Przyczajony Lampart
Serial „Lampart”, czyli jak rodziły się Włochy i co to znaczy dziś. Dał im przykład Bonaparte
Najcięższą obrazą, jakiej doznał naród włoski, było określenie Italii mianem „pojęcia czysto geograficznego”. A jednak autor tych słów, austriacki kanclerz Klemens von Metternich, wiele nie przesadził. Wedle różnych szacunków zaledwie od 2 do 10 proc. mieszkańców Półwyspu Apenińskiego mówiło w połowie XIX w. po włosku, reszta – w dialektach. Pozostały po średniowieczu kampanilizm (przywiązanie wyłącznie do dzwonnicy własnej parafii) tylko częściowo ustąpił miejsca poczuciu przynależności do wspólnot regionalnych – toskańskiej czy lombardzkiej.

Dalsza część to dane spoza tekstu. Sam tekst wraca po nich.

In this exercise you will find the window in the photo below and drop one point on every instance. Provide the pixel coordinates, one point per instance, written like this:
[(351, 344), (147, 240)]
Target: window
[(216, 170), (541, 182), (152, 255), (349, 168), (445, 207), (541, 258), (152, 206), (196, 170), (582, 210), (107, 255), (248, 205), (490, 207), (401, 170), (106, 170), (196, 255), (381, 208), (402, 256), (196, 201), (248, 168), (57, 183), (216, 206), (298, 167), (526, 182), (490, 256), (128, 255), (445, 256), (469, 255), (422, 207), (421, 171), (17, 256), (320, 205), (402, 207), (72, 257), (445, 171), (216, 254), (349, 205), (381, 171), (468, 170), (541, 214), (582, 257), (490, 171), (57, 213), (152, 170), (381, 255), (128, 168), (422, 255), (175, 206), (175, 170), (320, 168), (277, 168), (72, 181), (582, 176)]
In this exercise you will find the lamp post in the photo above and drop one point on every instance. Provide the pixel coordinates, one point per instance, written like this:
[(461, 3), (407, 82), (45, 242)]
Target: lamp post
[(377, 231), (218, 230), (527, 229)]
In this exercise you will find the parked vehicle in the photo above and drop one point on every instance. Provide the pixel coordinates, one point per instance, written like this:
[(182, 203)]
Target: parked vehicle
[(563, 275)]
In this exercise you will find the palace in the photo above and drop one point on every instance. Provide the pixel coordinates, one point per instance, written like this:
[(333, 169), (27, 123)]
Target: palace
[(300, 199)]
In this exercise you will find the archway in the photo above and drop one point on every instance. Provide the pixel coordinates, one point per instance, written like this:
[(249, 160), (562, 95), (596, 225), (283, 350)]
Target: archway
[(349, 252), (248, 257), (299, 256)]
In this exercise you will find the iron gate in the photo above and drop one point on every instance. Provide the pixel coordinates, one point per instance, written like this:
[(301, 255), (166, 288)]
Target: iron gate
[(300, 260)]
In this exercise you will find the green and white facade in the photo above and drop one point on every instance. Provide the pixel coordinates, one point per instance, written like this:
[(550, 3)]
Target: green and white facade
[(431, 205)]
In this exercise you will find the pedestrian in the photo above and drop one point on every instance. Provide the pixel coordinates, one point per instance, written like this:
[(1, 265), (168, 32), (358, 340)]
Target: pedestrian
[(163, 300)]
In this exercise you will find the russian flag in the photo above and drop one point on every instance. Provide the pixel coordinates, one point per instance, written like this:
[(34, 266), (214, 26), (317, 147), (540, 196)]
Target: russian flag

Rozciągające się od Neapolu do Palermo Królestwo Obojga Sycylii pod rządami dynastii Burbonów było całkowicie innym światem niż Królestwo Sardynii z głównym ośrodkiem w podalpejskim Turynie, w którym panowała dynastia sabaudzka. Zdominowaną przez przemysłową burżuazję liberalną monarchię konstytucyjną z Północy od niepiśmiennych, fanatycznie katolickich chłopów z Południa, rządzonych przez pochodzącą często z Hiszpanii arystokrację, oddzielało Państwo Kościelne pod rządami „papieża-króla”. Nad utrzymaniem tego status quo czuwał „związek zawodowy” europejskich monarchów, czyli Święte Przymierze.
Marzenia o Risorgimento – zjednoczeniu (dosłownie: zmartwychwstaniu) niepodległych Włoch jako państwa narodowego – wydawały się w tych warunkach niedorzecznością. Właśnie do tych podziałów, napięć i sporów, skupiających się jak w soczewce w wydarzeniach 1860 r. na Sycylii, nawiązuje serial „Lampart”.
Dał im przykład Bonaparte
Pojęcie Królestwa Italii, funkcjonujące co najwyżej we wczesnym średniowieczu, przywrócił do życia Napoleon. Pochodzący z Korsyki „bóg wojny” żywił wobec Włoch szczególne uczucia, osobiście obejmując stery stworzonej przez siebie Republiki, a potem Królestwa Włoch.